Leviathan thoughts
This entry was posted on 11/27/2010 1:46 PM and is filed under In Books.
Buy Leviathan When is a girl's adventure story really a boy's adventure story?
That was the main thing that troubled me about this story. When I checked it out from the library I thought it was a young adult book, but it's catalogued there as a juvenile read. Aren't there books about real girls having adventures, even in fantasy fiction?
This book is categorized by the author as steampunk. While it isn't steam-oriented, I understand why Westerfeld thinks of it that way due to his afterword. Here is my question: Why not go one step farther as you are developing your alternative history, and make a world where girls aren't second class citizens?
In this book, the heroine's father has died, forcing her from a life with mechanical and flight pursuits to one of a restricted female in 1914 Scotland. At age 15, she runs away with the help of her brother and tries to enroll in the British Air Service.
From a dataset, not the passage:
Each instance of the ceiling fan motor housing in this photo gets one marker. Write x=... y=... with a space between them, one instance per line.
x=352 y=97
Due to an accident, she ends up on an airship on diplomatic mission at the start of WWI. You get all the way to the end of the book before any hint of her own femininity plays a role once she joins the crew of the Leviathan. Her character could have easily been a boy, in other words.
Interestingly, and perhaps due only to the family inheritance issues that are repeated throughout the book, a powerful secondary character is a female scientist. It would be a spoiler to say who she really is, but can't women get ahead even in a steampunk world without famous fathers?